Czasem fajnie jest nie śpieszyć się z zakupem jakiegoś moldu - bo tamten gniadosz znikłby na tle mego stada (-przewaga gniadoszy, ciemnych masci i brak miejsca na ekspozycję pojedyńczego konia), a właśnie araba chciałam maksymalnie wyeksponować.

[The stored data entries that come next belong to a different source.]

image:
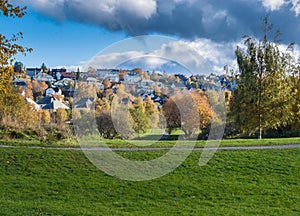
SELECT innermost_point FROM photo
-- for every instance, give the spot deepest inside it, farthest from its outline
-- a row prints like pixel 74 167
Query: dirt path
pixel 232 148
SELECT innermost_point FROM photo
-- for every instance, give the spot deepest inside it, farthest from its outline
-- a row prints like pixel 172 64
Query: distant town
pixel 49 88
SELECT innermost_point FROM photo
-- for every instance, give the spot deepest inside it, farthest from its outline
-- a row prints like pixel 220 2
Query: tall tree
pixel 8 46
pixel 140 118
pixel 263 97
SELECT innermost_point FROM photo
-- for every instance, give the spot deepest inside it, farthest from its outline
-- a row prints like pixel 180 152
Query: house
pixel 51 103
pixel 53 91
pixel 147 83
pixel 43 77
pixel 32 72
pixel 112 77
pixel 34 104
pixel 68 75
pixel 103 73
pixel 85 103
pixel 132 78
pixel 178 86
pixel 55 71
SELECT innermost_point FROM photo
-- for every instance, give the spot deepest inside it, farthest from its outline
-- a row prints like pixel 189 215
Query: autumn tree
pixel 151 111
pixel 263 97
pixel 8 46
pixel 140 118
pixel 61 116
pixel 189 111
pixel 45 117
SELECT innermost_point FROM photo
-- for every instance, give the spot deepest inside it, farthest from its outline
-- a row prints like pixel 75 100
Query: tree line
pixel 265 101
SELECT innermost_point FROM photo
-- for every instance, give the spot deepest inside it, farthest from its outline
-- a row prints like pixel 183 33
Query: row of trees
pixel 267 96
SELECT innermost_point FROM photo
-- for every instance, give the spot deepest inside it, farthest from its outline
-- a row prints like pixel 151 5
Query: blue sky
pixel 71 33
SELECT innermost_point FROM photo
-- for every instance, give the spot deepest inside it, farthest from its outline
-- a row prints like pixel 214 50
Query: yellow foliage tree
pixel 8 46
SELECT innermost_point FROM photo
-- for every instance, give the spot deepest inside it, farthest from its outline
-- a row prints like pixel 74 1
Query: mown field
pixel 151 142
pixel 63 182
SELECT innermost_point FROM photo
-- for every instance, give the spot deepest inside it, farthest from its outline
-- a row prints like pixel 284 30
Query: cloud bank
pixel 189 19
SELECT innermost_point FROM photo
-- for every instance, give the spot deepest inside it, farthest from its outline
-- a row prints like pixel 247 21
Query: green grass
pixel 149 143
pixel 57 182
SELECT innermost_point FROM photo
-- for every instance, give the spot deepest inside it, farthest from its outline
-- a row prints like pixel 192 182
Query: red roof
pixel 68 75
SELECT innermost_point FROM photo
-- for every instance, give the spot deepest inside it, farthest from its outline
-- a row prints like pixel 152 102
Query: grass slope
pixel 52 182
pixel 150 143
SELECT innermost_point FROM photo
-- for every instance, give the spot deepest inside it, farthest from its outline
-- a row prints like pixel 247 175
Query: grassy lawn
pixel 150 143
pixel 53 182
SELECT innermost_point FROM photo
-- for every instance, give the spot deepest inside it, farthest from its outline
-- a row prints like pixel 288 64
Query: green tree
pixel 8 46
pixel 45 117
pixel 263 98
pixel 61 116
pixel 139 116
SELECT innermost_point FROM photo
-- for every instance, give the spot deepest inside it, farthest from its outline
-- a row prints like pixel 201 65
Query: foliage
pixel 189 111
pixel 61 116
pixel 8 46
pixel 139 116
pixel 264 98
pixel 52 182
pixel 45 117
pixel 16 112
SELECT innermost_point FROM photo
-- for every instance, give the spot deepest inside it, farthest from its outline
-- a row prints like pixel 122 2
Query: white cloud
pixel 201 56
pixel 273 4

Pomysł z zakupem drugiego arabka, siwka -popieram. Może się rozejrzysz za siwczakiem z zmienionymi detalami moldu - ogona czy grzywy ? Wtedy stojąc obok siebie konie byłyby zdecydowanie inne nie tylko mascią, ale i częściowo formą.
wabankowaDzięki
Ja tez momentami nie wiem który jest fajniejszy.
***
Jak sobie obiecywałam po przewiezieniu stadka do nowego domku - tak zrobiłam filmik i parę fotosów stadka w obecnej formie.
Przeskoczyło 50 koni traditional ( 50-tym był arabek PS). Kiedyś wydawało się to dla mnie nie mozliwe. Łacznie styknęło nam wszystkiego 350: koni, koniowatych, amazonek, siodeł, stajni ( tę liczbę planuję mocno zmniejsyć jak znajdę czas na zabawę z allegro ).